And does that “hatred” extend to her parents and siblings as well? And if so, does she share your “hatred” for her own family?"


I'm actually going to belabor this point a bit and tell you, matter of factly, that the timing of my issues with my in-laws and my views towards religion and the religious, are not connected nor coincidental. My father-in-law is a separate problem for my mother-in-law who are both separate problems from one of my sisters-in-law. All 3 of which have earned my indifference or dislike over the course of the last 4 years or so, and none of it directly related to their theism per se. I was quite happy to coexist with them for quite a while because they didn't attempt to inject their religion into the life of my family and they hadn't actually hurt anyone in my family. But they couldn't keep their noses out forever as it turns out, because they felt the religious calling to intervene in different ways (mostly passive-aggressive theistic bullshit).
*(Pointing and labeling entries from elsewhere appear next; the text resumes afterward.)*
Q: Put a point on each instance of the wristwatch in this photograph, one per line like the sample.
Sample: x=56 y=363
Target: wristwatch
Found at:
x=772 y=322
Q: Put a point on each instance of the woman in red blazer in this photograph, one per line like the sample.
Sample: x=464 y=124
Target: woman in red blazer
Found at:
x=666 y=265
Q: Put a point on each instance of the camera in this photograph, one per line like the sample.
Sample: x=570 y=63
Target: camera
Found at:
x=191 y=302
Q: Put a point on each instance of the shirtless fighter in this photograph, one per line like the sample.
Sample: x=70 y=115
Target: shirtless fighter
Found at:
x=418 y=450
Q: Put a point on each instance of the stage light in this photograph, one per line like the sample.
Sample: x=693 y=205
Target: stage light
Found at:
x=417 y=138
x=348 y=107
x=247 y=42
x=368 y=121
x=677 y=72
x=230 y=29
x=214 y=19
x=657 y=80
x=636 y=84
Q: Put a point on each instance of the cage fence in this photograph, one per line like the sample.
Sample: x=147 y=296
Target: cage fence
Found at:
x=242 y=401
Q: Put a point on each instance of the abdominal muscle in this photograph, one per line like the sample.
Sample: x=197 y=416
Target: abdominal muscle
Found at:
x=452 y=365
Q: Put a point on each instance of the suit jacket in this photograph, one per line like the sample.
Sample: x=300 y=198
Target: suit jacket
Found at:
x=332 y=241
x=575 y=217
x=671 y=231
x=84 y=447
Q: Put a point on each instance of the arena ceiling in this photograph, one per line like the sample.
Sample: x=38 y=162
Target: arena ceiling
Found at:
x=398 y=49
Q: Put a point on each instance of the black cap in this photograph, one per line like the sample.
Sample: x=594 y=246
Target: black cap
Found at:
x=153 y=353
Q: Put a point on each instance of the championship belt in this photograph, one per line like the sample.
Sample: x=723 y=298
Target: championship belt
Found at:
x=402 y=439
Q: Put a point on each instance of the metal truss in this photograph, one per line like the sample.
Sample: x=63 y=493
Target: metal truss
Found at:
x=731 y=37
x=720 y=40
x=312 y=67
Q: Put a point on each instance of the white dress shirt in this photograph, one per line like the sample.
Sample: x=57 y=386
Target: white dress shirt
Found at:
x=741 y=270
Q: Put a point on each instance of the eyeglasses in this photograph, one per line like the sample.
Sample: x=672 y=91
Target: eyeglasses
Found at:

But it is their brand of theism (particularly the MiL and FiL) that I despise because it is that brand that plays the "holier than art thou" card. The type that claims to know better than others simply because they are religious. The type who then use their religion as a way to be forgiven for being assholes without actually having to do anything to earn forgiveness from those they wronged. The type who have become so brainwashed by religious thinking, that it has permeated every other aspect of their life.

Types like you too. Who deceptively attempt to push their agenda on others. Who assume to know more about another person than that person themselves. Who lie to about their agendas and reasons for engaging with others (be that lie to the person being engaged with, or perhaps a lie to themselves).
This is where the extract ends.